Le nom de Louis Cane est associé à Supports-surfaces. Pourtant, lors de la première exposition, Cane sera absent (refusé par Claude Viallat). Il distribuera alors un tract (daté du 23 septembre 1970 et signé également de Marc Devade et Daniel Dezeuze) dans lequel est dénoncé l’absence de cohérence du groupe, (JPEG) sa "pratique éclectique-empirique" et la nécessité de s’appuyer sur une "pratique théorique" "articulé à une théorie matérialiste" "elle-même liée à la pratique sociale : la lutte des classes" (selon la problématique de l’époque).

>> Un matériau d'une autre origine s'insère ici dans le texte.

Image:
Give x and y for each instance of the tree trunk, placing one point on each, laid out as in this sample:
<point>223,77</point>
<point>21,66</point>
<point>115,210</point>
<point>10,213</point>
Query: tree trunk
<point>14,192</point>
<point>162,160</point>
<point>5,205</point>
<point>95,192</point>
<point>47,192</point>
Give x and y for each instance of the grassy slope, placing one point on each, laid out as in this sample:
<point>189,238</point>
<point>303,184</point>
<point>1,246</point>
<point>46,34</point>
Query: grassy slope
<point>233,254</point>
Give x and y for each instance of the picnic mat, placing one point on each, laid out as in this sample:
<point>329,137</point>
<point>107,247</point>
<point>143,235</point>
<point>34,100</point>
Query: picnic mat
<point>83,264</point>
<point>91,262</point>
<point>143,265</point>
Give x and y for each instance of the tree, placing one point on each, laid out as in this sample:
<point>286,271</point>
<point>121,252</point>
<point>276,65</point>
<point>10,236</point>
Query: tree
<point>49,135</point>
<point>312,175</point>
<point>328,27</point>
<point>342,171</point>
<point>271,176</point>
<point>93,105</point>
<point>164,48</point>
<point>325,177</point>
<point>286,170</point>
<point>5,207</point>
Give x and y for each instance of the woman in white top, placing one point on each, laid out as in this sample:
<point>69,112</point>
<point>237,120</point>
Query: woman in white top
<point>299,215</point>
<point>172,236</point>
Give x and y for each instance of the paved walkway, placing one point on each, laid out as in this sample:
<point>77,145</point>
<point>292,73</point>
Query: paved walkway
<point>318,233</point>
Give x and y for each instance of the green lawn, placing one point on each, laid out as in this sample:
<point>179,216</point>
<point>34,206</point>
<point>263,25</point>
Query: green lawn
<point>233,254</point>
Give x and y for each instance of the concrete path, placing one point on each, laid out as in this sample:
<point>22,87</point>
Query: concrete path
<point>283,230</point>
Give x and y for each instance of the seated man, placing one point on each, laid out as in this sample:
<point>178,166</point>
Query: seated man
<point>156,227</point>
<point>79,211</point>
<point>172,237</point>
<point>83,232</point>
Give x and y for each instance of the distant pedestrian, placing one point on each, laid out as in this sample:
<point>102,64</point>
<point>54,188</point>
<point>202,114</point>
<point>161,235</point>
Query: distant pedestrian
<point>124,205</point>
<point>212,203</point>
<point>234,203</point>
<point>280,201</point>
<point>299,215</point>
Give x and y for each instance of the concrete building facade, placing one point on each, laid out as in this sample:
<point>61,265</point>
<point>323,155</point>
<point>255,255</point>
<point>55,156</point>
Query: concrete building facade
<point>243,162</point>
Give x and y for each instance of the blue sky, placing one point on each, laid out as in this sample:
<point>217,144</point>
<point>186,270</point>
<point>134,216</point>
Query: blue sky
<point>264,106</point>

Quelques mois plus tard naîtra la revue PEINTURE cahiers théoriques composée au départ de Vincent Bioules, Louis Cane, Marc Devade et Daniel Dezeuze. Louis Cane en sera le Directeur de publication. La proximité avec Tel Quel et notamment Marcelin Pleynet et Philippe Sollers est alors patente. Elle ne se démentira pas pendant de longues années comme en témoignent plusieurs textes que les deux écrivains consacreront à "Louis Cane, artiste peintre".

Louis Cane (GIF)

Le théâtre de Louis Cane

Très tôt, Cane a vu simultanément grand et petit. Toiles hautes, châssis, déroulements et détails, lignes et personnages dressés bientôt dans l’espace et le peuplant par essaims, il veut maintenant de plus en plus montrer une foule n’allant nulle part, une fête, un lendemain de catastrophe porté, dirait-on, par une intensité venue de l’intérieur des corps. En somme, il a commencé par des rideaux, et puis, brusquement, il les a tirés. Qu’y avait-il derrière les plages de couleurs, les surfaces optiques ? Au-delà du support montré pour lui-même ? Quelle société ? Quelle mémoire ? Quelle mythologie ? Surprise, en effet : tout un théâtre. Tout un renouvellement de la comédie. On comprend qu’à partir de là il se soit mis à travailler sans arrêt. Finie l’époque heureuse, un peu nonchalante, de l’abstraction en peinture. Époque nécessaire, pourtant, comme une solide approche de l’architecture. Il fallait les plans, les cadres, la géométrie, un certain oubli des salles anciennes ou modernes. Et puis, de nouveau, les trois coups : c’est le moment de la scène.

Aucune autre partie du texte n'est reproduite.